Benaroya Hall is also equipped with the latest in sound reinforcement technology. According to senior consultant Ashton Taylor of Houston-based Hoover and Keith, Inc., the sound system in the main auditorium is a high-quality, wide-bandwidth system, which can subtly amplify the most delicate solo instrument or handle an electronic, contemporary pop performance. Capable of generating a 110dB sound level, the system's noise floor is extremely low, thus allowing the greatest possible dynamic range of amplified music.

"A 52-input x eight-group Crest Century Vx mixing console can be set up in one of two different locations," Taylor explains, "a front-of-house position or in a backstage audio equipment room, which is equipped with two BMW monitors."

Feeding the console are 48 microphone inputs scattered across the stage, each with its own Benchmark Media MP-3 mic-preamp and a built-in, five-way distribution amplifier on each output. "One of the five outputs is used for the sound system,the others are for recording and other uses,' Taylor says. "They are run through a routing switcher, which allows any onstage microphone jack to be routed to any mixer input."

Signal processing is effected through a TOA DACSys unit and one remote Oxmoor volume attenuator. BSS Audio delay units are used "almost as distribution amplifiers" to various sizes of Bryston power amplifiers for low, mid, and high frequency speakers.

The hall's four-way speaker system utilizes all Renkus-Heinz speakers. "They were chosen because they have a very neutral frequency response and because they are relatively small for their output," says Taylor. "The system utilizes two subwoofer units and one low-frequency unit, both packed with four drivers so their outputs are approximately equal. Mid-high frequency devices from the Renkus-Heinz CE series provide defined coverage to specific areas."

Taylor says the recital hall has a simpler, more conventional system with microphone jacks going directly to mixers.
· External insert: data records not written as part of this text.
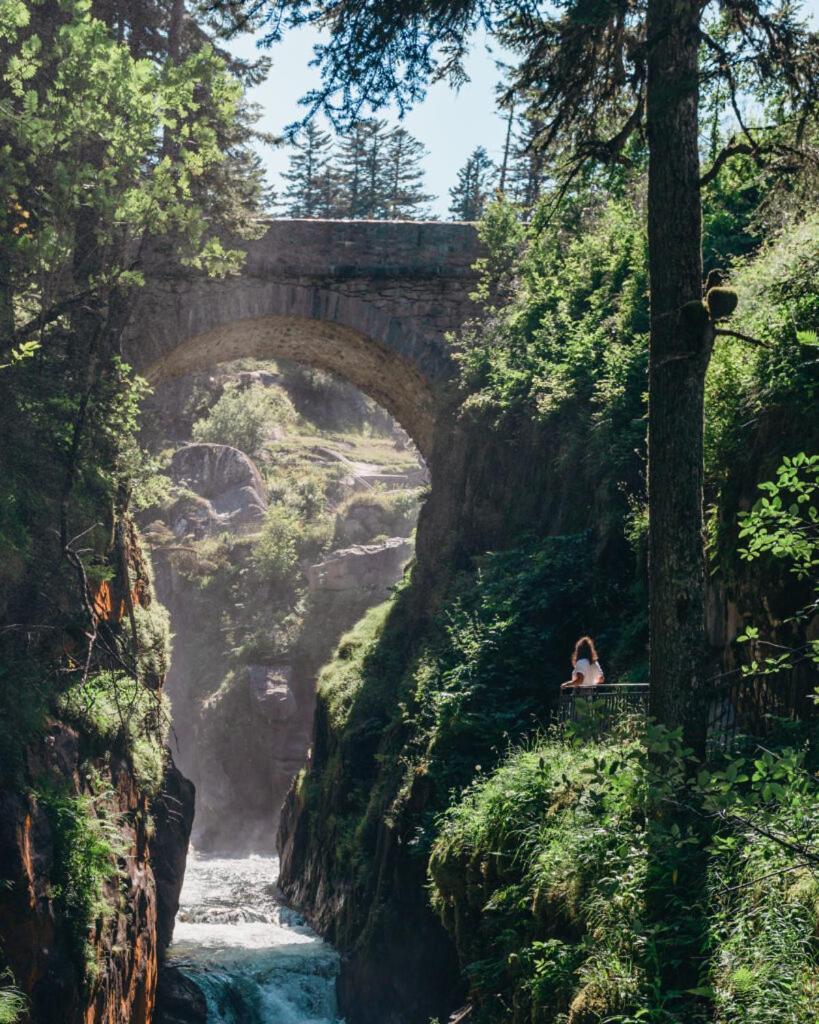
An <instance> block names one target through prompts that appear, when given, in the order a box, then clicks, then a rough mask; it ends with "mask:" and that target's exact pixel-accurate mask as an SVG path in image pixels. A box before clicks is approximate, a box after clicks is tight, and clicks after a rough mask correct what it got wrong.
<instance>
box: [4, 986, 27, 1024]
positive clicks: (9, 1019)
mask: <svg viewBox="0 0 819 1024" xmlns="http://www.w3.org/2000/svg"><path fill="white" fill-rule="evenodd" d="M9 981H13V979H12V978H10V976H9V975H8V974H6V975H5V976H2V977H0V986H1V987H0V1024H17V1022H18V1021H21V1020H23V1019H24V1015H25V1014H26V1008H27V1001H26V996H25V995H24V994H23V992H20V991H19V989H18V988H15V987H14V985H13V984H7V982H9Z"/></svg>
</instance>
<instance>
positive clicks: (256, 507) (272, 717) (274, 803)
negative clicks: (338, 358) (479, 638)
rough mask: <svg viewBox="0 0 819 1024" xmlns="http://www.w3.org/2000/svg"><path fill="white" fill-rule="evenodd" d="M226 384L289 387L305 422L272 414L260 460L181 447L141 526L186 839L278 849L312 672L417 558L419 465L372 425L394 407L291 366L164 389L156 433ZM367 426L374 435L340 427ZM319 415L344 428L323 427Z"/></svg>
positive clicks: (255, 392)
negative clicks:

The speakers are the Renkus-Heinz SR series.

Aside from the performance halls, the lobby was one of the creative team's key issues, says Reddington. "It has a terrific setting. You've got all of the other buildings and streets, the art museum, Puget Sound in the distance--all those things as a backdrop. We wanted to capture the drama of being in the middle of all that, and, at the same time, have the lobby with its circular geometry promote an internal focus and sense of community. The stairs are organized to allow people to look over the various balcony levels, see the other members of the audience, and get a feeling of the view."

Reddington considers the basic organization of the building and the way people use it to be very successful. "It's fun to be there in the lobby," he notes. "In fact, it seems to be so attractive that people have to be urged to leave the lobby and go into the hall."